Neil, thanks for the example. Don't second guess yourself, s*** happens in combat. At least you made a decision.

As Ken said,

over and over sets up an easily exploited pattern. I always appreciated it when the evil enema displayed patterns in their futile attempts to shorten my days
We almost learned the hard way that routine becomes deadly. In early 2007, the threat changed inside the target house. The enemy learned not to fight directly. Instead, they would rig the entire house to blow.

For a time, we mastered the art of battle drill six. We lived by the mantra that "slow is smooth and smooth is fast." My teams could flow through a town seamlessly.

During clearance operations in the DRV, I chose an abandoned home to strong point. To date, we had cleared over 400 homes. Given the location and vantage point, it was key terrain. The location seemed ideal. It was all too inviting. Unfortunately, the enemy identified it as well.

After we secured the house, I had a platoon inside establishing our defense and a platoon outside consolidating. Still something felt odd about the house. In the past 48 hours, we had lost 4 paratroopers to a suicide bomber and discovered an EFP production facility.

An alert NCO continued to search discovering a wire hidden under a rug leading to a hidden basement. Inside the basement, the receiver flashed connected to over 1000lbs of explosives. Thankfully, the det cord was flawed.
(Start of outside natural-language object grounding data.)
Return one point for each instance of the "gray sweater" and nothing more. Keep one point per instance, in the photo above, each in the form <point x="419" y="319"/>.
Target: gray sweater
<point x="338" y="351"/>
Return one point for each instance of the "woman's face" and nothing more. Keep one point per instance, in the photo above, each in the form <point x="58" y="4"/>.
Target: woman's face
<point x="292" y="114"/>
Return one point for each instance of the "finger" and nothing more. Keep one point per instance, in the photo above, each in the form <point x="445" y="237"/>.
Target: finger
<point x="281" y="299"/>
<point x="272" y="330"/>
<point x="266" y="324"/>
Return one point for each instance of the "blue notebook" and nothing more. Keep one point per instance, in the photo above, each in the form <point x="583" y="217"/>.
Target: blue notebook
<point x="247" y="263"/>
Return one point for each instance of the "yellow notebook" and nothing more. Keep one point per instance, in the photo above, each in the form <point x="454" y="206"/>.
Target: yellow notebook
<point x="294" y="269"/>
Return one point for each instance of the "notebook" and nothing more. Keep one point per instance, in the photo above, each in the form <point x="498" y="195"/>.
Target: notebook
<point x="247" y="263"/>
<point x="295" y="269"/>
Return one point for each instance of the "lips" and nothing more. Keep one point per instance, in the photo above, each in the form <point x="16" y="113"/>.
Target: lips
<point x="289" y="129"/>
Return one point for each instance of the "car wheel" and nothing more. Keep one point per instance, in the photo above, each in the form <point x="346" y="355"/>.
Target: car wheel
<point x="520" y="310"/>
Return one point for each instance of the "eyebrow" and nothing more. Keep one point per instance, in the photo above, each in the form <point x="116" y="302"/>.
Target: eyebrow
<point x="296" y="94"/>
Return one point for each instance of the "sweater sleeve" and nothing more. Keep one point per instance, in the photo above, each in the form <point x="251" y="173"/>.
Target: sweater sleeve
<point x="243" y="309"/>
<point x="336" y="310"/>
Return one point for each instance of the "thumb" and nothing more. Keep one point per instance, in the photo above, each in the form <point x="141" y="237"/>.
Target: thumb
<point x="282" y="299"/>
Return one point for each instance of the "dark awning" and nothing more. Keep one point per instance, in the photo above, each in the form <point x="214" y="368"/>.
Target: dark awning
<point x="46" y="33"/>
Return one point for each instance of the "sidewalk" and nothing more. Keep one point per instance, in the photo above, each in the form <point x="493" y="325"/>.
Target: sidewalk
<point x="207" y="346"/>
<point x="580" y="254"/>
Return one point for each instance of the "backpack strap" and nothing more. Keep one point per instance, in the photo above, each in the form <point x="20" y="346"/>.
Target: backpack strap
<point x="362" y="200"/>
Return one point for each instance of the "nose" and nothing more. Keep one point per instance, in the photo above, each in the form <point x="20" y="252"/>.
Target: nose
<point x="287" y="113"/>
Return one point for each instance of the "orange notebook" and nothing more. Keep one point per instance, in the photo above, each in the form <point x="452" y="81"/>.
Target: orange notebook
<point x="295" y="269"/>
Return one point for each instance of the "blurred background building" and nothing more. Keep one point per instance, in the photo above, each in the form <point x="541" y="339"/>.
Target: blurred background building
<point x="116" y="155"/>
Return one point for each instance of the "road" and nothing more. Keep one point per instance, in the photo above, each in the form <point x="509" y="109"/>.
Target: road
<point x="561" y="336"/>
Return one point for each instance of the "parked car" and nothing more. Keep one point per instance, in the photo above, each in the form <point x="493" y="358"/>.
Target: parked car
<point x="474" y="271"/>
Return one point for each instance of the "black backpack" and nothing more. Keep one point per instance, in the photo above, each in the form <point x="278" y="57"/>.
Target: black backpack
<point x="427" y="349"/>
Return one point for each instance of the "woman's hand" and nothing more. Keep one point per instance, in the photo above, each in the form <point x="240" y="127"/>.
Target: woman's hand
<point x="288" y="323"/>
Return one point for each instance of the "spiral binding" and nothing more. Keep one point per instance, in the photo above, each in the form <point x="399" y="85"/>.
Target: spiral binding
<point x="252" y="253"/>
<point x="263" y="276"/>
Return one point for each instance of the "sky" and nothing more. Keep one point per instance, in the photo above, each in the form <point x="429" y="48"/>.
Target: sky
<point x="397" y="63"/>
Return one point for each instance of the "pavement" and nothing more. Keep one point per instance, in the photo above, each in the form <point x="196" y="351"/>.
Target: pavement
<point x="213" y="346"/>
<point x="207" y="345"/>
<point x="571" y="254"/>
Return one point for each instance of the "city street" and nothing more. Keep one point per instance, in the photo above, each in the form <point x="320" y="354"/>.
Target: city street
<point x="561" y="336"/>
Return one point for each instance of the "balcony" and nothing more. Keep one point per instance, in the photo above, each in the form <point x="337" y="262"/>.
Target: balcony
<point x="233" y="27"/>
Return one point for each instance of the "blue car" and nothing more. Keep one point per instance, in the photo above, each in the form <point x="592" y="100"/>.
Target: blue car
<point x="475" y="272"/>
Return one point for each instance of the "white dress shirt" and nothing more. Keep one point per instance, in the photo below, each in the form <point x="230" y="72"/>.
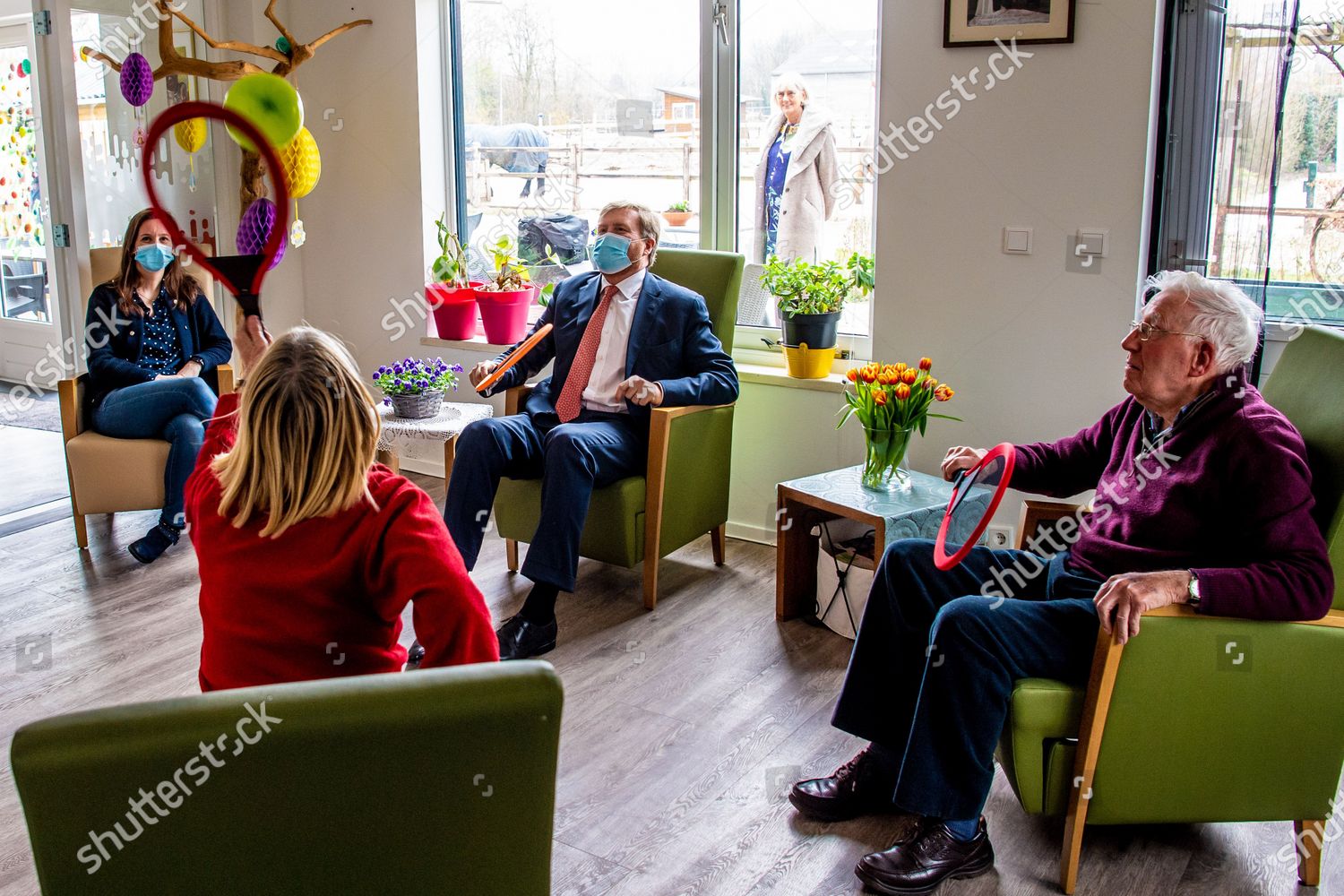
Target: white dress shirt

I would have lost at least 15 soldiers.

Another unit was not so lucky and lost 10 soldiers.

Afterwards, we adopted the crawl approach to clearing.

There is no golden egg with TTPs in sustained COIN. BD6 is not a thing of the past. The key is to be erratic, innovative, and decisive. Sometimes you storm the house; sometimes you call TPTs for surrender; sometimes you blow the house up. As long as you are anything but predictable.

We mastered a similar TTP for driving- always change the tempo. Sometimes we bounded; sometimes we sped; sometimes we crawled.

In any case, the enemy was perplexed and the casualty rate decreased.